A One-Step, Real-Time Reverse Transcription Loopmediated Isothermal Amplification Assay to Detect Potato Virus Y

Abstract

Potato viruses such as Potato virus Y (PVY) cause diseases that affect potato quality and thus damage potato production worldwide. Current tests for viral infection use double-antibody sandwich enzyme linked immunosorbent assays (DAS‑ELISA) or reverse transcription polymerase chain reaction (RT-PCR)/real-time RT-PCR. Despite many advantages, these assays have a number of drawbacks that affect cost and time of diagnosis.

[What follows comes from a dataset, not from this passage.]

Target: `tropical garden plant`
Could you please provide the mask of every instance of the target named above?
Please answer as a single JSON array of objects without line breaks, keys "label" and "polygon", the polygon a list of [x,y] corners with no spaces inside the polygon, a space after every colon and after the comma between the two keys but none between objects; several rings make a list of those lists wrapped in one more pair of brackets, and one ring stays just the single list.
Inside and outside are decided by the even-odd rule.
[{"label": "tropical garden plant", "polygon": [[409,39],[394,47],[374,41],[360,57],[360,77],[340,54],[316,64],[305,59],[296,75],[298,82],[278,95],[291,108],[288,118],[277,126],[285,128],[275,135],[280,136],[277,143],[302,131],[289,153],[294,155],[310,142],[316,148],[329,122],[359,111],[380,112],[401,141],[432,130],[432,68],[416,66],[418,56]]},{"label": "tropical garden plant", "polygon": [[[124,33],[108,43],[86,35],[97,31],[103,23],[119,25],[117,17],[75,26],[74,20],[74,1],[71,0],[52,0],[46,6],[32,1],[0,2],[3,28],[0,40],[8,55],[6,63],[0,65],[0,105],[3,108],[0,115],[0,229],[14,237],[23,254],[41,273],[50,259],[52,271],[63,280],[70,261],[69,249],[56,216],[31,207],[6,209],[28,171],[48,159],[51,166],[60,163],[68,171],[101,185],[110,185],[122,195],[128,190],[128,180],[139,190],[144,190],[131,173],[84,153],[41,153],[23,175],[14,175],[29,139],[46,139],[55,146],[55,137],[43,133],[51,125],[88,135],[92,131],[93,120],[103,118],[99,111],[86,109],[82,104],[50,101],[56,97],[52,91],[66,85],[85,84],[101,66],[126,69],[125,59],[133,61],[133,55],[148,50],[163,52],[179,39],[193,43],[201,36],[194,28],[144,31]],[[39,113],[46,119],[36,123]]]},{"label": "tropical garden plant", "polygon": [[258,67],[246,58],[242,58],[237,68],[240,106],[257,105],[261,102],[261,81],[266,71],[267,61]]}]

Reverse transcription loop-mediated isothermal amplification (RT-LAMP) allows fast detection of target RNA. Here, we developed a closed-tube real-time RT‑LAMP assay for fluorescent detection of PVY. Specific RT-LAMP primers were designed to target the conserved region of the sequence encoding the PVY coat protein. The assay was specific and facilitated sensitive PVY detection in a single tube at 65 °C. The time-to-positive values depended on the PVY concentration in tested samples. The effectiveness of RT‑LAMP in testing field-grown plants compared favorably with DAS‑ELISA and RT-PCR; under the tested conditions, RT-LAMP was about 1000-fold more sensitive than DAS‑ELISA and lateral flow assay (LFA) and about 10-fold more sensitive than RT‑PCR. Thus, this fluorescent RT-LAMP assay has great potential for routine detection of PVY.